How to Be a Dentist Without Becoming a Hippie
Dental school graduates, including dentists and dental hygienists, are being told to take a hiatus to make their bodies more “well-rounded,” according to a new study from The New York Times.
The study, published in the journal Pediatrics, found that those who had graduated from an accredited medical school in the past three years were less likely to report feeling stressed, anxious or anxious than those who did not attend a medical school.
And when it came to feelings of worthiness, those who attended a medical or dental school were more likely to say they felt “great” about themselves than those without.
But the study also found that a large majority of graduates — 88 percent — still reported feeling dissatisfied with their lives, including a higher percentage of those who felt depressed, lonely or hopeless.
The majority of dentists who graduated from medical schools in the last three years reported feeling satisfied with their own health and the health of their patients.
The vast majority also said they felt their profession was a good fit for their age and were satisfied with the amount of care they received from other professionals.
But even with those positives, the study found that dentists, like other professionals, were more prone to feeling anxious or stressed about their lives.
“I think we’re seeing a trend of physicians who are getting older, more senior, having more children and having to make a tough decision about whether they want to continue their career or not,” said Dr. Richard Schatzberg, director of the University of California-Davis Department of Dentistry.
The results come from a nationally representative survey of more than 4,000 dentists conducted by the National Center for Health Statistics.
They are based on responses from 7,000 respondents who were asked how often they had been depressed in the previous year, whether they had ever been suicidal or had a medical condition that made them feel hopeless.
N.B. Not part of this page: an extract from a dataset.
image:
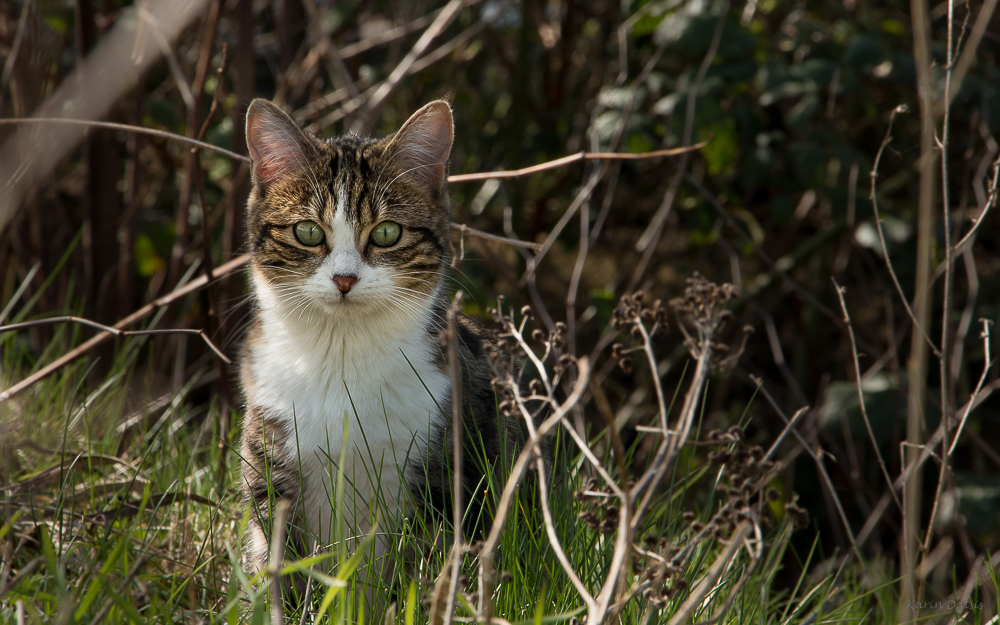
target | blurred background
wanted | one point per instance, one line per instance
(793, 97)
Only 3 percent of those surveyed said they had tried to quit the profession.
Those who said they did quit were more than twice as likely to be white, more likely than black and more likely women.
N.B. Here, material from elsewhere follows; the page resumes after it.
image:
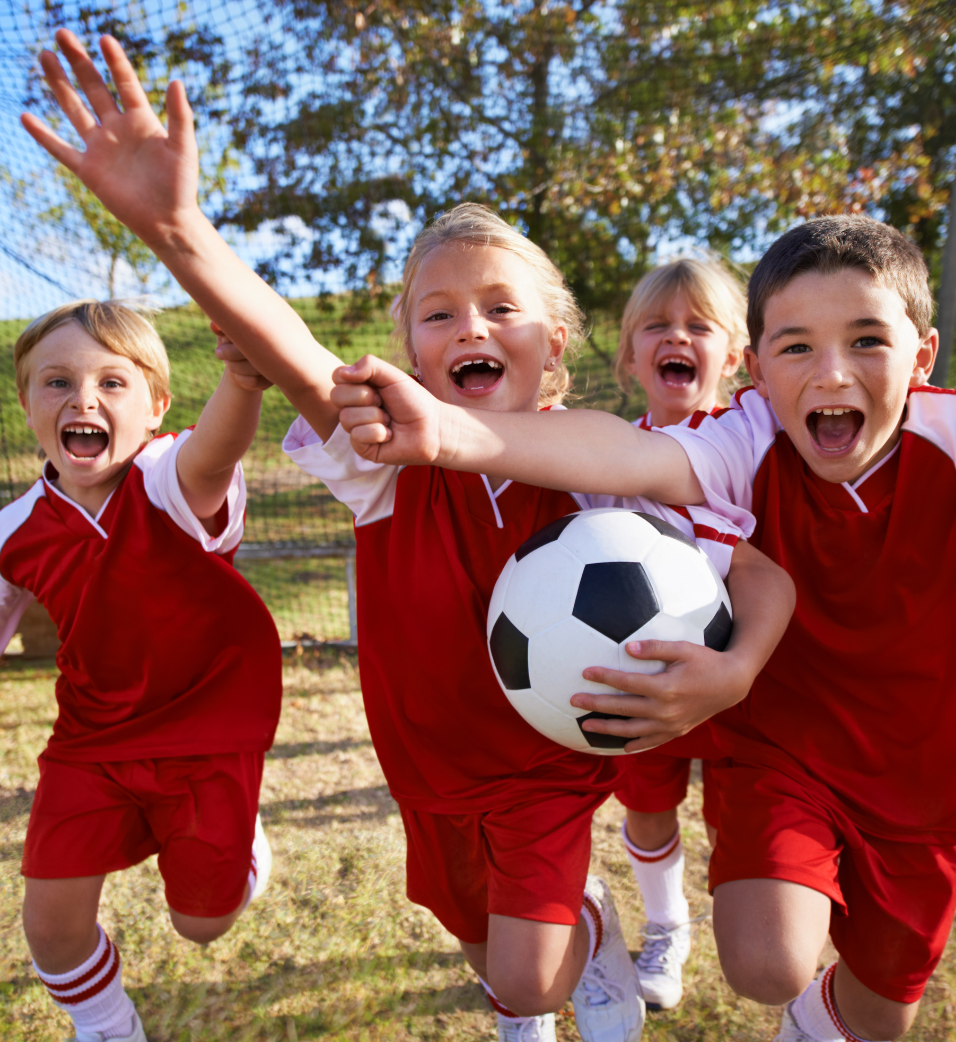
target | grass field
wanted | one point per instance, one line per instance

Those who said their career was a bad fit for them were also more likely in the survey to have a mental health condition, such as depression, anxiety or PTSD.
Overall, the survey found that 73 percent of dentistry graduates felt less qualified than they were prior to attending a medical program, compared to 55 percent of the general population.
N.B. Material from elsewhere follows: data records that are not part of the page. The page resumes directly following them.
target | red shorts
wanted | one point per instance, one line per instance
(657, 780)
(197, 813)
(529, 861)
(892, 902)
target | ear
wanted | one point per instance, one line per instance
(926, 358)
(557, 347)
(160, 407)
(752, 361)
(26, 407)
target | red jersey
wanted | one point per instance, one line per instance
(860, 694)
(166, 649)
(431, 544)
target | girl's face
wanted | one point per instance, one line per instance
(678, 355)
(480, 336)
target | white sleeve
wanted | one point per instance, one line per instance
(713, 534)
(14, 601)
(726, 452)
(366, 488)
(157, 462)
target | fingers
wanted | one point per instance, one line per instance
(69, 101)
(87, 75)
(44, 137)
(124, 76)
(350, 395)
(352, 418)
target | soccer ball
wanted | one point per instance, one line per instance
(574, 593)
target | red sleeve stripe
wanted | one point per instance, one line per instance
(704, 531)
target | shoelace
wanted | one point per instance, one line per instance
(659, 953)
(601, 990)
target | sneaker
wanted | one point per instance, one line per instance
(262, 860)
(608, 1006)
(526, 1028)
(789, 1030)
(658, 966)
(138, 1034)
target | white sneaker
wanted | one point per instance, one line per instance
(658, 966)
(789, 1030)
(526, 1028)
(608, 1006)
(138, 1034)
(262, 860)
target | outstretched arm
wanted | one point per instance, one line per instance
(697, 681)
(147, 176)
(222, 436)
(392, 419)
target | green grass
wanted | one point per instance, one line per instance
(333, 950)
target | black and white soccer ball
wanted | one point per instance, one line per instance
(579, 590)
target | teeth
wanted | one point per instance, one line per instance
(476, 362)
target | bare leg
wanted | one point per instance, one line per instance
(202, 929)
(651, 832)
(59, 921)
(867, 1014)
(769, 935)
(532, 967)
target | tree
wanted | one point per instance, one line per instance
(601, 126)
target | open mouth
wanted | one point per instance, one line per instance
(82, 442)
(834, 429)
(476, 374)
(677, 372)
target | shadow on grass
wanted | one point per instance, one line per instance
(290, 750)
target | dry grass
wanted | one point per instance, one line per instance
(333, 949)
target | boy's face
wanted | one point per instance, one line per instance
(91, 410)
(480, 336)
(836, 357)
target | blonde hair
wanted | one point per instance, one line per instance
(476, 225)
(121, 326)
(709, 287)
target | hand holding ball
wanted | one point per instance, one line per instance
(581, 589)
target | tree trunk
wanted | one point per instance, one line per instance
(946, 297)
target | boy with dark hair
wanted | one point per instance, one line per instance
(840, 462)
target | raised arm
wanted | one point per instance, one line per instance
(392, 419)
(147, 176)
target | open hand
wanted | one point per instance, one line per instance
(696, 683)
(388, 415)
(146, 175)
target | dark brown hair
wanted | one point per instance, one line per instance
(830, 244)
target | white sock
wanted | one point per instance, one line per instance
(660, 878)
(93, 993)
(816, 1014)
Nearly two-thirds of dentist graduates (65 percent) said they would be willing to consider leaving their jobs if they could find a better career, compared with 39 percent of non-graduates.
And more than one-quarter of graduates said they were afraid to leave a job they were happy at.
“It’s important to recognize that you’re still getting this education and that you still have a lot of work to do,” Schatzberger said.
“You can still go out and find a job you’re really happy at.”
He added that it is possible to make dentistry more appealing to people who are not in a career that offers a career in dentistry.
“As an institution, we have a responsibility to address that, and we can’t let the work of those individuals go unnoticed,” he said.
Schatzberg said he is optimistic that the study will lead to a change in how dentists think about their profession.
“In the coming years, we’ll probably see more dentists say that they want out,” he predicted.